The licensing entity was a subsidiary of Matsushita.  The licensing
authority was only transferred to the DVDCCA a few weeks before the
lawsuits started.  Apparently Matsushita didn't want to be known as
the heavy who was suing everybody (they succeeded in keeping their
name out of EVERY ONE of the cases and out of the press).  And it
probably looked better for the licensing organization to be a
"California nonprofit" rather than a "Japanese megacorp", particularly
when trying to sue competitors under California law, claiming damage
in California.

Such a license would only survive until the trade secret was reverse
engineered, which is legal to do in almost all jurisdictions.  But
most of the parties likely to benefit from that reverse engineering
had already agreed to the license.  And anyone with no money, but who
had not yet published the secret, could be tied in knots for years by
overpaid studio lawyers.  It took the free spirit of honest
technologists who refused to sign restrictive licenses, and who
believe in open publication of scientific and technological ideas, to
do the hard work of reverse engineering that benefited all DVD
consumers.  And on them has fallen the punishment of years of 
harassment and uncertainty by the studio mafia.

(You'll note that even after CSS was broken, the industry didn't stop
pressing DVDs, and continues to make increasing billions of dollars
from making and selling them.  While the breaking of CSS benefited
consumers, it did not harm producers.  As usual, the producers' fears
were overblown ghosts, just as in the Betamax VCR situation.)

Just in case somebody came along to cater to the market of consumers
who wanted restrictionless players, the studios and their buddies
in other monopolies paid off politicians to pass the DMCA.  But they
were releasing DVDs and players long before it passed.  It was a
belt-and-suspenders strategy.

> I repeat, the practical issue in this case was never about
> cheating the studios out of their per-disk royalties on
> DVDs.

This is probably also false.  The reason is that today you can't get
consumer DVD recorders that will let you record encrypted DVDs.  Their
firmware refuses to write in the key area of the disk, and the blank
disks are shipped with the key area obliterated.  (And, DVD readers
will only let you read out the keys from a disk after you've reverse
engineered some simple bits that the industry wouldn't reveal.)  So
you can't do any bit-for-bit copying of DVDs unless you have a very
expensive (and restrictively licensed) DVD mastering press.

How this lack of bit-copying ability came to be, we haven't unearthed
yet.  No other major computer storage technology has lacked it (though
every medium invented since then has tried to shoehorn it in -- even
hard disk drives!).  The patents on DVD recording technologies are
owned by another consortium, and they were probably pressured by
Hollywood into putting this condition into their licenses.  Apple, the
first major computer company to release a DVD recorder, was
notoriously silent on the whole subject, while their monster
"Rip.
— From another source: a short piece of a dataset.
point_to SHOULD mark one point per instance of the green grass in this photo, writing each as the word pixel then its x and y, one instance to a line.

Mix. Burn" billboards tried to create the opposite impression
among consumers.

Since the keys would get lost in the transfer, consumers wouldn't be
able to make copies of DVDs for backup or for their friends, the way
they can back up CDs, mix songs from different CDs, transfer them into
their preferred formats like MP3 on hard drives, etc.  

The cracking of CSS has made all of those applications possible.  For
this we must thank the always innocent Mr. Jon Johansen, and also
particularly Frank Andrew Stevenson, who cryptanalyzed CSS and made
player keys unnecessary, and the LiViD project, which turned their
early prototypes into point-and-click free software for Linux.